That was twelve years ago. And here I am, a propriétaire.
 
Casual acquaintances find it surprising that a single woman would have a house in France. Since I have a full-time job—and a co-op, and two cats—in New York, I’m only able to spend a couple of weeks there twice a year. Why invest in such a remote outpost? Don’t I rent it out? Renting, I respond, would not be worth the hassle. The truth, however, is that the house is a private and precious corner of myself that I’m reluctant to open up to strangers.
 
Close friends, on the other hand, find my owning the house perfectly understandable. They appreciate my love of France. They also know me to be a loner, a tendency that began in childhood and has continued to this day.
 
My father, who died just after I returned from my first European trip (a vicarious pleasure for him), suffered from severe depression, at a time and in a place where it was little understood.

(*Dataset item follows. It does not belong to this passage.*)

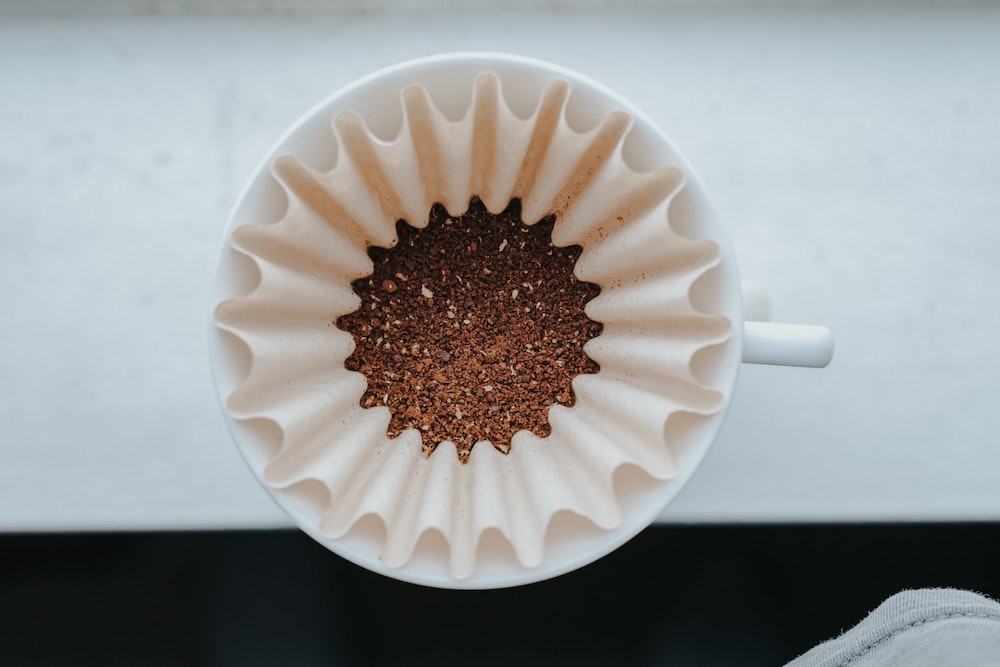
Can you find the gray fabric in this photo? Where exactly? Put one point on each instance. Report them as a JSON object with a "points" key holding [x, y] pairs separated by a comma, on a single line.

He was a self-created recluse, trapped, he felt, in a corporate job, with a wife, by a family, in a community to which he couldn’t—or wouldn’t—relate. He was a dreamer. He read mostly escapist literature: mountain-climbing and deep-sea adventures, foreign explorations, and the like. His often-reiterated message was never to settle down before seeing the world. Relationships could be snares, illusive traps, prisons. He refused to meet any of my beaux, even though I seriously dated a number of young men—they were not part of the future he held for me. I would be going to college and then to Europe, which would prepare me for a life less constrained than his.
 
My mother endured the stress of her marriage because she was a deeply religious person, and strongly committed to family and children. But when I approached marriageable age, she never nudged me in that direction. My two older brothers were settled and married with children. Her unspoken message to me was that there could be an equally satisfying path in life as an independent woman. I believe she found in me a ticket to the world she herself had never known. By the time I acquired the house in France, my mother was quite elderly and frail. I regret that I was never able to share it with her. She only saw my house in pictures.
 
I secreted the misery of my parents’ life from friends. But there was a price: childhood and adolescence became an isolated, schizophrenic existence. Life within my home seemed the reality; the outside world was a shell surrounding me, false, superficial. People in that world—my school friends, most importantly—were naive, duped, ignorant of the dark side of life.